Hai to Gensou no Grimgar - Volume 01 - Capitolo 09.9

C’era un certo numero di banchi dei pegni nel mercato di Alterna, ma nessuno di loro avrebbe pagato più di trenta rame per una moneta d’argento con un buco. Era difficile accettare che un buco la riducesse a un terzo del suo valore originale, ma, con una felice sorpresa, la zanna valeva un argento.
Scoprirono che c’erano tre tipi di lupi alla frontiera di Grimgar: lupi della foresta, noti anche come lupi grigi; lupi bianchi, che erano servitori del dio bianco Elhit; e infine lupi neri, che servivano il nemico di Elhit, il dio nero Rigel. Quella zanna proveniva da un lupo nero, a quanto pare. Si credeva che le zanne del lupo nero contenessero il potere magico e spesso erano usate come ingrediente nei talismani.
Con ciò, il loro guadagno giornaliero ammontava a un argento, trenta rame. Venti rame erano andati nelle stanze per la notte, e poi divisero il restante argento e dieci rame in modo uniforme tra di loro. Alla fine, erano rimasti due pezzi di rame, quindi Manato li tenne per essere aggiunti alla pila la prossima volta che avrebbero diviso i loro guadagni.
Ognuno di loro prese da mangiare alle bancarelle del mercato, e quando raggiunsero la fatiscente casa di accoglienza per soldati volontari nella parte occidentale della città, si sentirono come tornati a casa.
Anche se chiunque avesse avuto un distintivo poteva usarlo, l’alloggio era in gran parte vuoto. I quattro ragazzi si lavarono in una stanza da bagno con il pavimento in pietra. In seguito, passarono nella stanza delle ragazze per dire a Yume e Shihoru che il bagno era pronto prima di tornare nella loro stanza. A quel tempo, Haruhiro era piuttosto assonnato. Si sdraiò sul suo letto di fieno e chiuse subito gli occhi.
La casa di accoglienza dei soldati volontari aveva stanze per quattro e sei persone, ma non importa quale scegliessi, erano dieci rame a notte per i tirocinanti. Per quanto riguarda il motivo per cui le stanze da quattro e sei persone costano lo stesso, probabilmente era perché le stanze stesse avevano le stesse dimensioni e, ma la stanza da sei persone aveva altri due letti, era tanto più angusta.

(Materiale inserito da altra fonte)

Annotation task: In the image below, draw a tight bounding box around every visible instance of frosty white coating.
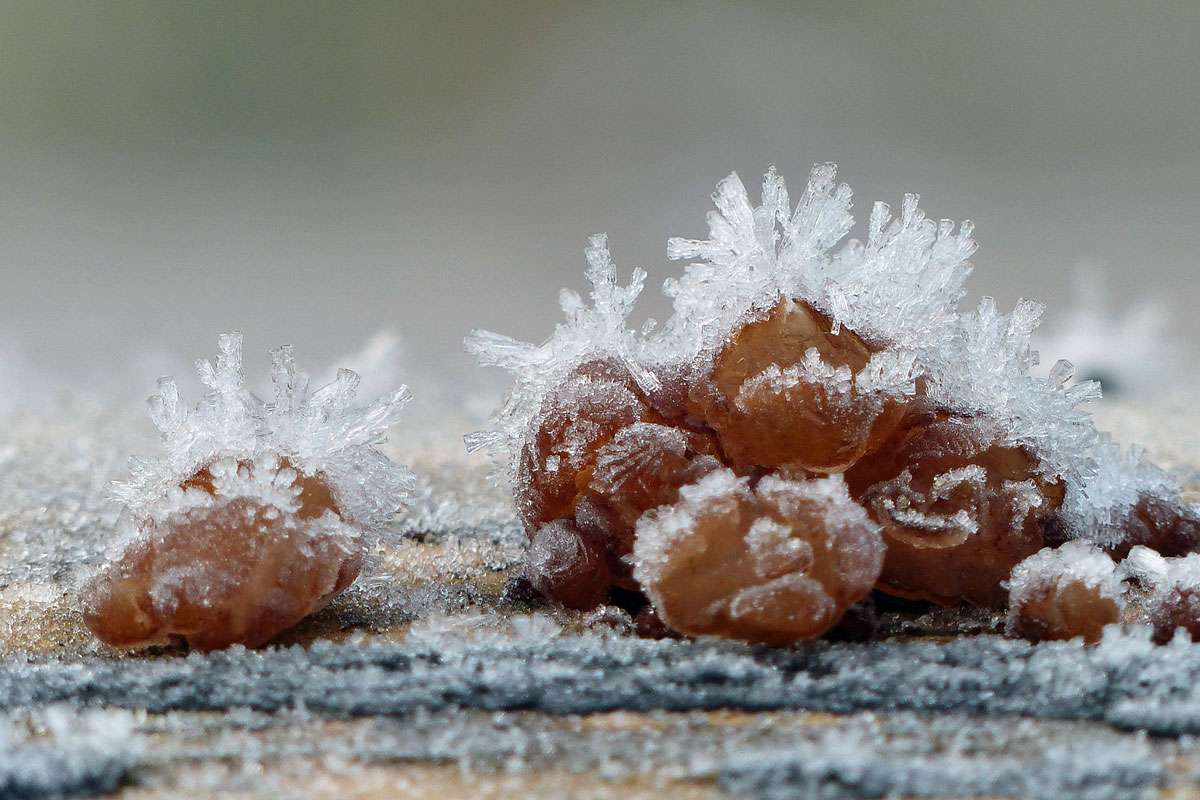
[113,333,414,527]
[467,164,1200,545]
[1008,541,1124,616]
[632,469,883,624]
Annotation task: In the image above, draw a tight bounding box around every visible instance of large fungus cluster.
[83,335,412,650]
[468,164,1200,643]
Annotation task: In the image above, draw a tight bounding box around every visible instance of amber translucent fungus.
[1110,494,1200,558]
[576,422,721,555]
[846,409,1062,608]
[1006,541,1124,644]
[526,519,612,610]
[514,361,661,536]
[691,299,896,473]
[83,462,362,650]
[634,469,883,644]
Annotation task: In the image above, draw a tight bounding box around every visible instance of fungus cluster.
[468,164,1200,644]
[83,333,412,650]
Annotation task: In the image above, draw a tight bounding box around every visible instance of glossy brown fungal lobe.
[690,299,898,473]
[83,459,362,650]
[634,469,883,644]
[846,404,1063,608]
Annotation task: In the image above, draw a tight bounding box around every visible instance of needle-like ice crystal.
[468,164,1200,640]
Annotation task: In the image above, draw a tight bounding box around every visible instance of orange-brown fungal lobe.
[1110,494,1200,558]
[515,361,661,536]
[634,469,883,644]
[1007,541,1126,644]
[846,410,1062,608]
[526,519,613,610]
[83,462,362,650]
[691,299,898,473]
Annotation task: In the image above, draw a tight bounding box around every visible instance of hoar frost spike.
[83,333,413,650]
[468,164,1200,643]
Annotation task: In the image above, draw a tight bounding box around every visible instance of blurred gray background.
[0,0,1200,393]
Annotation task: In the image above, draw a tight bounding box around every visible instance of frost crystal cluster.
[467,164,1200,642]
[84,333,413,649]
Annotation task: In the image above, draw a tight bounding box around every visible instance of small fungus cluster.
[83,335,412,650]
[468,164,1200,644]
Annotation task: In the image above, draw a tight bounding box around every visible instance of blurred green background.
[0,0,1200,391]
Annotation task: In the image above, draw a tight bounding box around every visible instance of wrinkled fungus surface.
[468,164,1200,644]
[82,336,410,650]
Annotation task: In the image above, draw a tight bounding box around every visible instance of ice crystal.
[114,333,413,527]
[468,164,1177,539]
[466,234,659,479]
[664,164,976,367]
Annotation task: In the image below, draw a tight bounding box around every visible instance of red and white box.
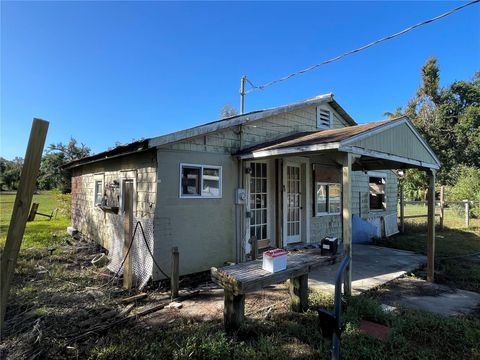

Anche i letti delle stanze da sei persone erano piccoli. I letti nelle stanze da quattro persone erano già compatti, quindi anche se Haruhiro alto 170 cm potesse entrare in uno dei letti delle stanze da sei persone, Moguzo alto 186 cm probabilmente non ci sarebbe stato.
C’erano due letti a castello imbottiti di fieno. Oltre a questo, c’erano due lampade a parete. Questo era il totale di tutti i servizi nelle stanze per quattro persone della locanda. Non potevano fare altro che dormire qui e non avevano intenzione di provarci. Domani avevano sveglia presto, quindi Haruhiro pensò che fosse ora di chiudere gli occhi.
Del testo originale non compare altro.